Hepatocytes—the choice to investigate drug metabolism and toxicity in man: In vitro variability as a reflection of in vivo

Abstract

The pharmaceutical industry is committed to marketing safer drugs with fewer side effects, predictable pharmacokinetic properties and quantifiable drug–drug interactions. Drug metabolism is a major determinant of drug clearance and interindividual pharmacokinetic differences, and an indirect determinant of the clinical efficacy and toxicity of drugs. Progressive advances in the knowledge of metabolic routes and enzymes responsible for drug biotransformation have contributed to understanding the great metabolic variations existing in human beings. Phenotypic as well genotypic differences in the expression of the enzymes involved in drug metabolism are the main causes of this variability. However, only a minor part of phenotypic variability in man is attributable to gene polymorphisms, thus making the definition of a normal liver complex. At present, the use of human in vitro hepatic models at early preclinical stages means that the process of selecting drug candidates is becoming much more rational. Cultured human hepatocytes are considered to be the closest model to human liver. However, the fact that hepatocytes are located in a microenvironment that differs from that of the cell in the liver raises the question: to what extent does drug metabolism variability observed in vitro actually reflect that of the liver in vivo? By comparing the metabolism of a model compound both in vitro and in vivo in the same individual, a good correlation between the in vitro and in vivo relative abundance of oxidized metabolites and the hydrolysis of the compound was observed. Thus, it is reasonable to consider that the variability observed in human hepatocytes reflects the existing phenotypic heterogeneity of the P450 expression in human liver.

Introduction

Drugs and other xenobiotics usually have a low solubility in aqueous systems and require biotransformation to metabolites that are more hydrophilic and more readily eliminated. Typically, drug metabolism occurs in two phases: Phase I and Phase II. Phase I of biotransformation is the oxidative pathway in which the compound undergoes oxidation to a more polar substance. Two groups of enzymes, cytochrome P-450 (P450)-depending monooxygenases, a large group of membrane-associated heme proteins and flavin monooxygenases, are major role players in the oxidative metabolism of a wide range of structurally diverse xenobiotics and endogenous compounds. This process is followed by the Phase II reactions in which metabolites are further conjugated by hepatocytes with endogenous molecules by glucuronidation, sulfation, methylation, acetylation and mercapture formation, rendering derivatives that are much more soluble, thus facilitating their elimination [1], [2], [3]. Biotransformation reactions generally follow a detoxification process rendering metabolites inactive. Nevertheless, many drug intermediary products generated during metabolism are highly reactive and toxic, causing hepatotoxicity [4], [5], [6].

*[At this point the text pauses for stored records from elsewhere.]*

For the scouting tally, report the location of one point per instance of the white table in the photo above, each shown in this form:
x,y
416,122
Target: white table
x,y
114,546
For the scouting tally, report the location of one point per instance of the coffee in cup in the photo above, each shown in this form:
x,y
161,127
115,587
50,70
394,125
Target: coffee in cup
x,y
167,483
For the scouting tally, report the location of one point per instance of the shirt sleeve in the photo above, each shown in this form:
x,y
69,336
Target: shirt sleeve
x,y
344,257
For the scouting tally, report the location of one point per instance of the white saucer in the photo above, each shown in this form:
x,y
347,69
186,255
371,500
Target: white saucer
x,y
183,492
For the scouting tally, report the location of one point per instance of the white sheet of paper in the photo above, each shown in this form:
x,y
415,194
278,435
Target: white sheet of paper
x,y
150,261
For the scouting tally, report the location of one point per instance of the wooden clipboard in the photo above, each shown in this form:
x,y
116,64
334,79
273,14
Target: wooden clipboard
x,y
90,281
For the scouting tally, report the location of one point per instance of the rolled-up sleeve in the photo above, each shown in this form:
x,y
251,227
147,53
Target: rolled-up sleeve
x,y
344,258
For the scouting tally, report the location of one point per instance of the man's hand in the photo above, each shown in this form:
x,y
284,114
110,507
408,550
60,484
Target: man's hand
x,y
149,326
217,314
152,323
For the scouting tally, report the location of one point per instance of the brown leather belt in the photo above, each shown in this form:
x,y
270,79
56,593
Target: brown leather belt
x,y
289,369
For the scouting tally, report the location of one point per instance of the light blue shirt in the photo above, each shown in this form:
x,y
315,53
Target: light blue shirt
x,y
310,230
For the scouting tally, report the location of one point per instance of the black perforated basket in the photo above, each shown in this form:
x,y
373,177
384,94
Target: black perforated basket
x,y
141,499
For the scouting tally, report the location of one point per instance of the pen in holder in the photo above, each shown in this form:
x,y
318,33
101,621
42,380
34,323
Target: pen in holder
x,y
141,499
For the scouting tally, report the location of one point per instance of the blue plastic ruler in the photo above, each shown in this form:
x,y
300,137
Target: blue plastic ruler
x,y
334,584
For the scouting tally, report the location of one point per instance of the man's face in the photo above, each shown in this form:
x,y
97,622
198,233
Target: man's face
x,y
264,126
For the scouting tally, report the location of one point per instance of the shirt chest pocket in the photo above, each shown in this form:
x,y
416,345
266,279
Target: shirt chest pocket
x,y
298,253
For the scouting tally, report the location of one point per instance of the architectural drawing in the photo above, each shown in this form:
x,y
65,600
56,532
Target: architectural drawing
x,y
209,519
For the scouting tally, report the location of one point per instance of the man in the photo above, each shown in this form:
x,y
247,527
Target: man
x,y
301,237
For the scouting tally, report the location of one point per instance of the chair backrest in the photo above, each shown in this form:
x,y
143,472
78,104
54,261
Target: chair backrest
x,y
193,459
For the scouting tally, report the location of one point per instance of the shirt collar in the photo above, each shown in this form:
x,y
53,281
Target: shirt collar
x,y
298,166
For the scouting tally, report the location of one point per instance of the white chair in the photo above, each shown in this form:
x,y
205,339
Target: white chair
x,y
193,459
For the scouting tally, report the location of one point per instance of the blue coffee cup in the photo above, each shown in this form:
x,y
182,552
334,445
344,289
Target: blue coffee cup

The human P450 enzymatic system consists of a great number of different enzymes that demonstrate interindividual variation in activity, which are susceptible to induction and inhibition by a number of compounds. This results in several drug interactions and an increased risk of drug-induced liver injury. The liver is the best-equipped body organ to deal with toxins to prevent or minimize damage caused by reactive intermediates. Although many enzymatic and non-enzymatic pathways of bioinactivation are present in the liver, reactive intermediates may escape the detoxification process and initiate radical-chain reactions. The relationship between bioactivation and the occurrence of hepatic injury is not simple. Such reactive species may either directly or indirectly inflict a toxic injury on the cell by acting as a hapten and initiating an immune-mediated reaction [7], [8].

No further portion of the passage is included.